According to New York press reports, David Ramnauth was the President and owner of GuyAmerican Funding Corp, a mortgage brokerage firm located on Liberty Avenue, Jamaica, Queens, New York through which he and others allegedly facilitated a massive mortgage fraud scheme. Media reports stated that Ramnauth handed himself over to authorities on December 10 and is expected to appear in court before the week is out.
Ramnauth, 54, of Levittown, New York, is charged with conspiracy to commit bank fraud and wire fraud and if convicted, he faces a maximum sentence of 30 years in prison.
Three other persons Peggy Persaud and Ravi Persaud, both with Guyanese connections, and Glen Head were charged in October with fraudulently obtaining US$23M in loans involving 44 properties. They were granted bail and are under house arrest.

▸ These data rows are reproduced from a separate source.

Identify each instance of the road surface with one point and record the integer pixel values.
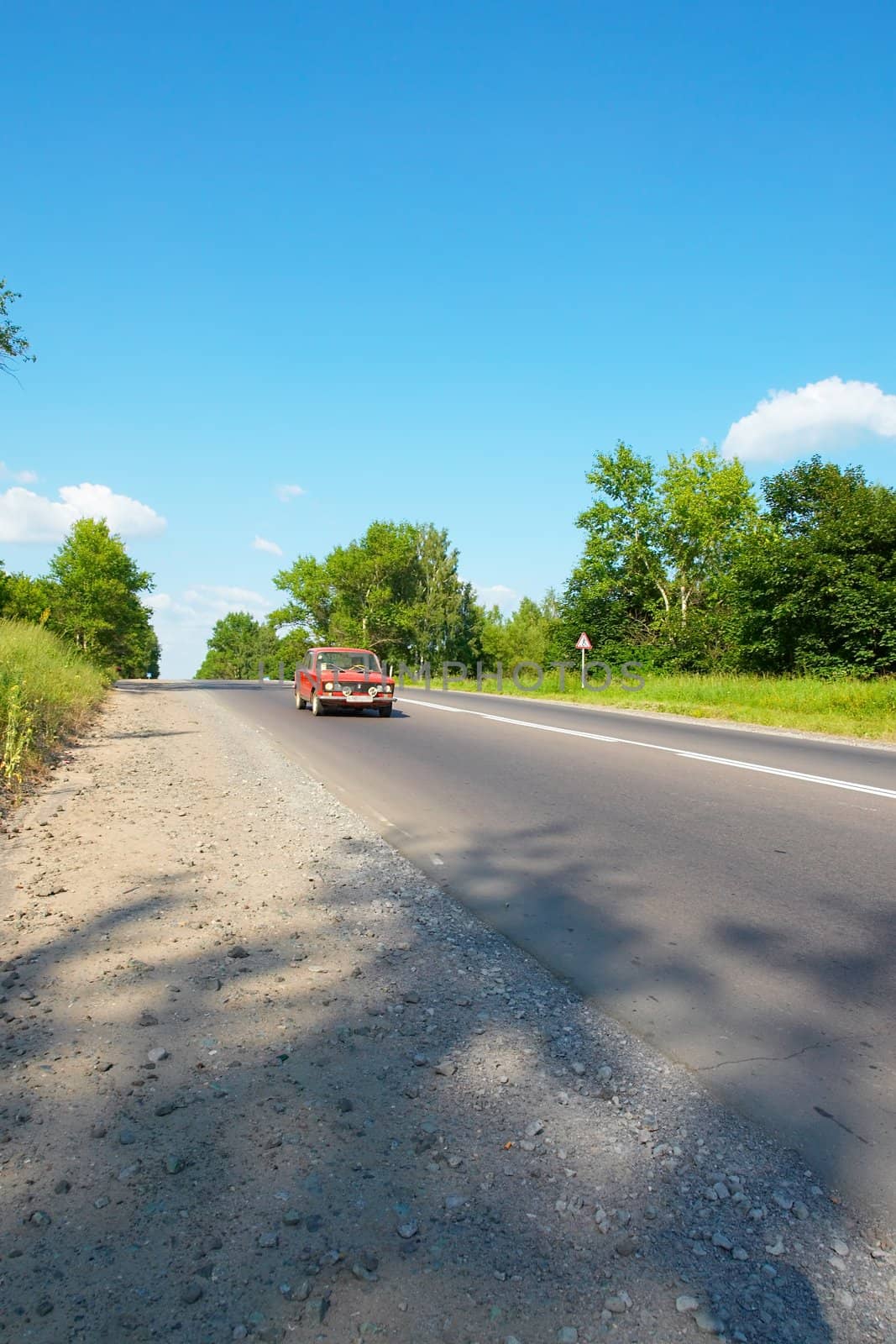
(727, 894)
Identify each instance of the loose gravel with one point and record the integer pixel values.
(262, 1079)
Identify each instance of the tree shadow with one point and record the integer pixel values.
(297, 1131)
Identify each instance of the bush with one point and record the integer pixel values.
(47, 691)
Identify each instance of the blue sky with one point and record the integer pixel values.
(422, 261)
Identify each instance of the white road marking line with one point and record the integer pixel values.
(653, 746)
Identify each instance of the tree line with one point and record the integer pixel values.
(92, 597)
(684, 568)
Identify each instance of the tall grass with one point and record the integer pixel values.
(842, 707)
(47, 691)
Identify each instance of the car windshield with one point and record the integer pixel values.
(348, 660)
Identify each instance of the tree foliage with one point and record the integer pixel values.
(13, 343)
(237, 645)
(97, 600)
(658, 551)
(817, 585)
(394, 591)
(90, 597)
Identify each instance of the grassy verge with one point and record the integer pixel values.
(46, 692)
(810, 705)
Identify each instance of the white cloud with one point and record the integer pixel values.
(26, 517)
(261, 543)
(820, 417)
(496, 595)
(19, 477)
(184, 622)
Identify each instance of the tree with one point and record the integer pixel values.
(658, 554)
(97, 600)
(24, 598)
(817, 586)
(13, 343)
(237, 645)
(527, 635)
(394, 591)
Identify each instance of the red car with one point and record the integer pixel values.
(344, 679)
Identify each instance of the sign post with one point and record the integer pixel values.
(584, 643)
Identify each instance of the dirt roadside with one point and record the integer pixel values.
(261, 1079)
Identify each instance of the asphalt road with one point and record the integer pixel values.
(730, 895)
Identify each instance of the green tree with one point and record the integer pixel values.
(526, 635)
(24, 598)
(13, 343)
(815, 589)
(394, 591)
(658, 555)
(235, 647)
(97, 600)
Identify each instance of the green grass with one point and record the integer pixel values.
(47, 691)
(846, 707)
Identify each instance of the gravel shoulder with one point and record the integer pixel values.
(261, 1079)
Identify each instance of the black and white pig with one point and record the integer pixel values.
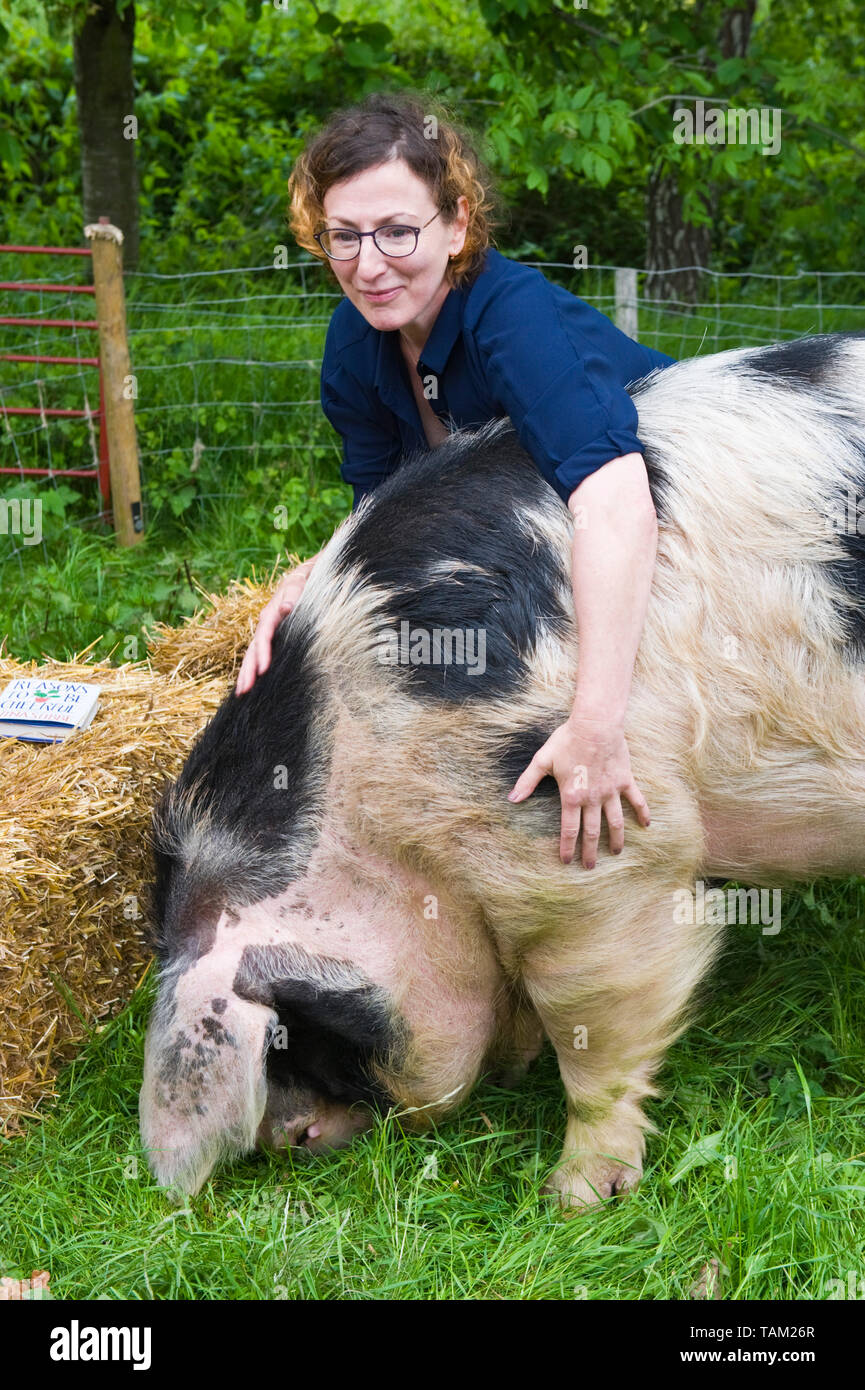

Another three, Elton Lord, Rafick Baksh and Mahamood Hussain who worked with GuyAmerican loan officers to recruit homeowners in financial distress who were willing to sell their homes were also charged.
According to the indictment against the defendants, they used “straw buyers”—persons who posed as home buyers in exchange for a fee, but who had no intention to live in the mortgaged properties to perpetrate their scheme. The defendants arranged home sales between these distressed sellers and these straw buyers, and obtained mortgages using fraudulent representation, including about the supposed purchasers’ net worth, employment, and income. The defendants re-sold, or flipped, properties multiple times between different straw buyers, stripping the equity from those properties as they were resold with inflated market values. For example, a property, purchased by a straw buyer in December 2006 in Queens, New York, for US$355,000 was resold to another straw buyer in April 2007—only four months later—for US$680,000, with the profit going to the defendants and their co-conspirators. In addition, the defendants often arranged for a single straw buyer to purchase multiple properties within days or weeks of each other, without disclosing the prior purchases on the subsequent loan applications.
The loan applications submitted to the lenders contained numerous false statements about the straw buyers, who often had little or no assets and modest or no incomes. The loan applications therefore contained false statements about the supposed borrowers’ employment, income, assets, and existing debt. In addition, the loan applications falsely represented that the straw buyers intended to reside in the properties, when in fact they did not. It was stated that after becoming aware that fraudulent loans were being submitted under the GuyAmerican licence, Ramnauth allegedly directed through a loan officer at GuyAmerican that the closing attorneys set aside six months’ worth of mortgage payments from the closing proceeds, so that the lenders would not discover the scheme. He was also aware that three of his employees were engaging in equity stripping in the sham real estate transactions, but permitted them to originate additional fraudulent loans under the GuyAmerican licence, and continued to make commission payments to loan officers in connection with the fraudulent loans. The US authorities have charged 41 lenders, lawyers and others in the real estate industry, including some with Guyanese roots, with participating in mortgage fraud schemes that preyed on New York homeowners facing foreclosure. The breaking of this case in October was part of a wider investigation and federal prosecutors had announced charges against the 41, who they had said used fraud to obtain more than US$64 million in loans connected to more than 100 residential properties in New York State. News reports at that time had said that the FBI, the Secret Service, the New York State Banking Department and other agencies were involved in the investigations that led to the wire fraud, bank fraud and conspiracy charges against the lawyers, mortgage brokers and loan officers, who engaged in complex plots that operated over a period of years. The investigation, called Operation Bad Deeds, uncovered eight separate cases in which people were accused of obtaining loans through fraudulent means by falsifying mortgage applications, flipping properties and stripping equity from properties. The targets of the fraud included desperate homeowners who were having difficulty making mortgage payments or facing foreclosure.